Presentamos tres textos de la destacada autora boliviana.
Yolanda Bedregal
Alegato inútil
Cada día tenemos más salobre la saliva.
La migaja se crispa
ante la entornada puerta del perdón.
Cada día se saltan a las uñas
los dos niños morenos de los ojos
que fueron ángeles despiertos
a celestes honduras.
¿Con qué habrá de rematar el alegato
que está y en el tope del sollozo?
Cada hora se ha hecho voraz
como engranaje de colmillos;
los pasos se han desacostumbrado
a la caricia de la grama húmeda;
el aire avanza granizado de saetas.
Conduélete, Señor, a ti clamamos.
¡Así tu mundo tambalea!
No somos Job, oh Padre; ¡no te tornes padrastro!
¿Acaso estás enfermo, o te pudres
con este vaho que te sube desde nos?
No te tornes padrastro, buen Dios.
Sonríe una vez sobre tu Hechura.
Regresa a tu niñez de Primer Día
cuando soplabas burbujas de color
y te brotaba de las sienes
boscaje y pleamar.
Eras entonces sin arrugas,
y era tu barba de cristal
lira entre los dedos de la luz.
Sonríe, Padre, sobre el Libro mancillado,
y todos en Tu nombre
escribiremos PAZ.
La simple trinidad de una palabra:
bandera universal para soñar;
hostia de comunión para construir;
extremaunción para vivir.
Perdona, Dios, esta mi turbia arena…
Rebelión
Miraba yo la pampa inmensa soñando con el mar.
Miraba yo la pampa tensa, tan alta, tan serena,
tocando con el cielo su frente de cristal;
un acorde de grises y violetas su manto,
que altura en la belleza!
que altura en la belleza!
que majestad estática en el día altiplánico!
De pronto un niño llora.
Entre la paja brava, con su ponchito viejo
llora un niño. Por qué?
Quién sabe…
El indio aymará se lleva el grito en su raza,
y su clamor innato
desgarra la serena nobleza del paisaje.
Un niño, un llanto humano es una herida abierta
que ensangrienta este mundo.
Tiemblan y se estremecen los monolitos míticos:
se rompen y entreveran los caminos de paz.
Hay maldad en la tierra.
Arde lo que era de hielo.
Las palabras suaves se crispan en los puños
desafiando al relámpago.
Corro sobre la pampa desaforadamente;
me quema el corazón como una brasa.
Hay maldad en la tierra, hay injusticia.
Quizás más lejos halle la bandera que busco.
Quiero la gleba abierta con sus labios de surcos
como un libro de música.
Quiero que se calme este llanto de niño
que es llanto del mundo.
Elegía humilde
Un auto ha arrollado a la vieja sirvienta
¡La pisó como una hoja!
Era una flor del campo, toronjil, yerbabuena.
En la casa hubo duelo
por su muerte de plata.
Esta mujer oscura de noble cepa aymara
endulzaba la vida de seres y de cosas.
Llena está nuestra infancia de su imagen
de Mamita Copacabana;
debajo de su manta de castilla
siempre traía la sorpresa
de frutas, empanadas o juguetes.
¡Ay dulce abuela nuestra
de las macetas y del canario!
Tendida en su mortaja,
con unción le besamos las santas manos toscas
quietas por fin del cotidiano afán.
Parecían avergonzadas del reposo;
dos angelitos blancos bajaron a cubrirlas.
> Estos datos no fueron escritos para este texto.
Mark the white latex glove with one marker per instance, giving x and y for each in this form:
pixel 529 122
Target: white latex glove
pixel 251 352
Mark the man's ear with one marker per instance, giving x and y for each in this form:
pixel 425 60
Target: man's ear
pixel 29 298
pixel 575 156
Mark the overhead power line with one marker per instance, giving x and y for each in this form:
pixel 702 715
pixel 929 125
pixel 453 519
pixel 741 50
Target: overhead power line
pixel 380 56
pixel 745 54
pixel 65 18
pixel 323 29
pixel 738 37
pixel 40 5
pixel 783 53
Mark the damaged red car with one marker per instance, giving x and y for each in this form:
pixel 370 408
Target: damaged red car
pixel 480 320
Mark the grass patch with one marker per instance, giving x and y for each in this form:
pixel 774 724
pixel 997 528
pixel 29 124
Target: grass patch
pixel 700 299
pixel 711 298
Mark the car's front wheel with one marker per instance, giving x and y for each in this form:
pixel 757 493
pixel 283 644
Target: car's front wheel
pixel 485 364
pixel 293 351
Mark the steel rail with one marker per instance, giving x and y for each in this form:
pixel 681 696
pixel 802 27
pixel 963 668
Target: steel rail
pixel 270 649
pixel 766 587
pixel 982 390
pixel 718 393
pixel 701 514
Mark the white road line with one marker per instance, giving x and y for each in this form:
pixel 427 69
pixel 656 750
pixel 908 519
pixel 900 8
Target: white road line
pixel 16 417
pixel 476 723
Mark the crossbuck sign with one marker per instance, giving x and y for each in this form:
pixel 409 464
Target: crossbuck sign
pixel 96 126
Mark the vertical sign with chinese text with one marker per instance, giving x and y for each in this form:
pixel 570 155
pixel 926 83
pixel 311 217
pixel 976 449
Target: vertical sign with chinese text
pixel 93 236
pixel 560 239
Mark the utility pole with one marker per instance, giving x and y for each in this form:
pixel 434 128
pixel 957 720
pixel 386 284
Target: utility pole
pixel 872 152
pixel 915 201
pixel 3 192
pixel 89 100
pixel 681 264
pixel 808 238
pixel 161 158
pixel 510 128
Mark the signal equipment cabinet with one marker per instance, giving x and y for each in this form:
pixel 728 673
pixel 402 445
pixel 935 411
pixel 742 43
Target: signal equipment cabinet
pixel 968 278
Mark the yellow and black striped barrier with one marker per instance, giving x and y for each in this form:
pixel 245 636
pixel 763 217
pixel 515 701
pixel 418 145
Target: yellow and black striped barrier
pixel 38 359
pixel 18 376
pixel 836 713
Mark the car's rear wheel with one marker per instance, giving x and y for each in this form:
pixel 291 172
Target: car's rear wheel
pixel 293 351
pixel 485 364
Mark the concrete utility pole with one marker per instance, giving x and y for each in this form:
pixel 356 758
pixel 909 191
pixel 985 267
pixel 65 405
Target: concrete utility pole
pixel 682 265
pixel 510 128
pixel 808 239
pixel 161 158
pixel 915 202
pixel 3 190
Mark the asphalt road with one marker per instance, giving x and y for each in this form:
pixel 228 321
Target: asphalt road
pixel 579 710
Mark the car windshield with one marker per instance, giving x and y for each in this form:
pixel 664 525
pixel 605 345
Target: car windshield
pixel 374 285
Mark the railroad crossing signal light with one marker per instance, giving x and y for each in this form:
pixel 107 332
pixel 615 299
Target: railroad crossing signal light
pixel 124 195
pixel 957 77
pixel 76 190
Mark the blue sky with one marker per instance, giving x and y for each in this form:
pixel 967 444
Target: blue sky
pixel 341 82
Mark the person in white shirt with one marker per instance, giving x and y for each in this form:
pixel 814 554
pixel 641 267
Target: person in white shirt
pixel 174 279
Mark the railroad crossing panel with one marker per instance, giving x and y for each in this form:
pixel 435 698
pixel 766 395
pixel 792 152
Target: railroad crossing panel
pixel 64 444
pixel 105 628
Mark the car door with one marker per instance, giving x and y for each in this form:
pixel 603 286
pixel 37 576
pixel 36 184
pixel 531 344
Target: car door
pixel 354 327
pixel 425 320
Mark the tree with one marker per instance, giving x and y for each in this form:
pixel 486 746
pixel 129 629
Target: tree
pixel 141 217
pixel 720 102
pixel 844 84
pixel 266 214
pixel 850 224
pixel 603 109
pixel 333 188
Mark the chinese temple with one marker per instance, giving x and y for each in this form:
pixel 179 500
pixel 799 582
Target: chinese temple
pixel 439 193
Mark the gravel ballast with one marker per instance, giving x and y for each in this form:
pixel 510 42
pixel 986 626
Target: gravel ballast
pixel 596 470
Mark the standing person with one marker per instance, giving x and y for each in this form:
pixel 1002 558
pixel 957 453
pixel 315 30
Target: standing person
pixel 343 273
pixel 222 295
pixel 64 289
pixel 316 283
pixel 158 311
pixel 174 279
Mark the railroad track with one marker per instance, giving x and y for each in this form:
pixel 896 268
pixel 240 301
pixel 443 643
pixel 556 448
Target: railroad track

Su nombre era Mama-Usta, y nada más.
Las hadas humildes sólo tienen un nombre
pero es varita mágica de gracia y bendición.
De la mano llevaba a mi padre a la misa;
la conocieron los abuelos y bisabuelos.
Era lazo entre el ahora y lo perdido.
Todo lo daba, todo, su bondad y su alegría,
el cobre de la dádiva, el óleo del consuelo.
Cual sombra milagrosa
colmaba de manjares la olla de cada día,
y con agua y con sol daba celajes
a los visillos y manteles.
Ella prendía el fuego del hogar.
Un auto la ha matado. ¡Ay, Dios mío!
Su frente estaba herida
y su cuerpo, nunca tocado,
salpicado de barro.
Cuando llegaba al cielo,
con un solo zapato, la falda desgarrada
un coro de jilgueros le cantaba aleluyas.
Con humilde inocencia, debió de imaginar
que era fiesta pascual para nosotros.
-¿Como para ella el aleluya?
¿Como para ella nuestro llanto?-
Sencilla y limpia entró en la gloria
cuidando todavía la canasta
para la cena de hoy.
Nuestra Mama Usta ha muerto.
¡Ay canario, ay macetas, patio y agua!